Created on 8th May 2016

Sushant Kumar; Declan Clarke; Mark Gerstein;


The rapidly declining costs of sequencing human genomes and exomes are providing deeper insights into genomic variation than previously possible. Growing sequence datasets are uncovering large numbers of rare single-nucleotide variants (SNVs) in coding regions, many of which may even be unique to single individuals. The rarity of such variants makes it difficult to use conventional variant-phenotype associations as a means of predicting their potential impacts.
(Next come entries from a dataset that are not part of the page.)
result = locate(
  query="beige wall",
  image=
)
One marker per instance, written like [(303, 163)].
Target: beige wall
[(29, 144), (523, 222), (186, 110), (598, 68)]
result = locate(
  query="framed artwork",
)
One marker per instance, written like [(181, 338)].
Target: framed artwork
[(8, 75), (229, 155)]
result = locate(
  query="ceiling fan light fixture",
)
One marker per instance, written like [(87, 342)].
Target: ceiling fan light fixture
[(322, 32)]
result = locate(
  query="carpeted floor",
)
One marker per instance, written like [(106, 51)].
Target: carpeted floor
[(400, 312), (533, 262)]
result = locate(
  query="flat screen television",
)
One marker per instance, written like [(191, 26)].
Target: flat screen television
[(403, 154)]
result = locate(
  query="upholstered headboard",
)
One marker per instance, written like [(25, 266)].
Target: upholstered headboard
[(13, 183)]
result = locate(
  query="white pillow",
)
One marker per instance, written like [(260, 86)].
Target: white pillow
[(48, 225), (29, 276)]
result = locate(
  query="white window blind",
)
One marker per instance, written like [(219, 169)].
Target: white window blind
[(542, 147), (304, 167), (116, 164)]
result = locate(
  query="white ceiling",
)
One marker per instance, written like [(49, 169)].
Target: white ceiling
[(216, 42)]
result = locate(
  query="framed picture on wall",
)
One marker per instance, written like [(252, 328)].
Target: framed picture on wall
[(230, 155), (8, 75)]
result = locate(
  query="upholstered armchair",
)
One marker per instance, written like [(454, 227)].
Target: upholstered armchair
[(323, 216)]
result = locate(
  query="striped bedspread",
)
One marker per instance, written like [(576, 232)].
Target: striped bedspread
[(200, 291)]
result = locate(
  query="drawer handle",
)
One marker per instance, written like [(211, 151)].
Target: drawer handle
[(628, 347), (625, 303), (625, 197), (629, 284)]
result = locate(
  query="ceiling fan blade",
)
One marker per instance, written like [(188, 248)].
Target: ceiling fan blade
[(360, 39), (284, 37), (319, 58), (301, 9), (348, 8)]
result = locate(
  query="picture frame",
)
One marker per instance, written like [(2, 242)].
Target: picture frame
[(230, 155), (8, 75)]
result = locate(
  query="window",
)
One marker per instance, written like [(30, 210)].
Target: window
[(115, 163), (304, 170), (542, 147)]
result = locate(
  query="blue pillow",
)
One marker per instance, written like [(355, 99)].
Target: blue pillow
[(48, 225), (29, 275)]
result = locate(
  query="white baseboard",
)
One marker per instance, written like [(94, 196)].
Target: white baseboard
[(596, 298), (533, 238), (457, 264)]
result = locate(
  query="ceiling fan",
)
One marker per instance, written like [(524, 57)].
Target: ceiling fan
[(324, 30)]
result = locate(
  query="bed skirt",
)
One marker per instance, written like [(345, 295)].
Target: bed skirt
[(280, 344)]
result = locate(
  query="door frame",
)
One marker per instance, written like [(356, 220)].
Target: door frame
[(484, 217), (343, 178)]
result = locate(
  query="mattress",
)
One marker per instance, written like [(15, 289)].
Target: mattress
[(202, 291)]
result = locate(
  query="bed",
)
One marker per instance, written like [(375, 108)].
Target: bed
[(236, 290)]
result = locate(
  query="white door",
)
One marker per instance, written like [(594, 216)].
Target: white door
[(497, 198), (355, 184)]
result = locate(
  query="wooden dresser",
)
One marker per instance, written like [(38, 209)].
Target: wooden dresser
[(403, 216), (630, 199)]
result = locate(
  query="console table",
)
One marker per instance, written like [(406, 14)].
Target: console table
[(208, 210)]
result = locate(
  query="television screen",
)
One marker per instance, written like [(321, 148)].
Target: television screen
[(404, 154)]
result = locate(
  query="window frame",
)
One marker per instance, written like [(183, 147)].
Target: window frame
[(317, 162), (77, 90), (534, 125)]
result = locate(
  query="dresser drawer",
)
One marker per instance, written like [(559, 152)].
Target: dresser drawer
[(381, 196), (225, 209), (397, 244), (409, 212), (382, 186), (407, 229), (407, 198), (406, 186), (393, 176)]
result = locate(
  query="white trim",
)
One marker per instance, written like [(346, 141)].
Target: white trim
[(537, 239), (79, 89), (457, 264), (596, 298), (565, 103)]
As such, protein structures may help to provide the needed means for inferring otherwise difficult-to-discern rare SNV-phenotype associations. Previous efforts have sought to quantify the effects of SNVs on structures by evaluating their impacts on global stability. However, local perturbations can severely impact functionality (such as catalysis,allosteric regulation, interactions and specificity) without strongly disrupting global stability.Here, we describe a workflow in which localized frustration (which quantifies unfavorable residue-residue interactions) is employed as a metric to investigate such effects. We apply frustration to study the impacts of a large number of SNVs available throughout a number of next-generation sequencing datasets. Most of our observations are intuitively consistent: we observe that disease-associated SNVs have a strong proclivity to induce strong changes in localized frustration, and rare variants tend to disrupt local interactions to a larger extent than do common variants. Furthermore, we observe that somatic SNVs associated with oncogenes induce stronger perturbations at the surface, whereas those associated with tumor suppressor genes (TSGs) induce stronger perturbations in the interior. These findings are consistent with the notion that gain-of-function (for oncogenes) and loss-of-function events (for TSGs) may act through changes in regulatory interactions and basic functionality, respectively.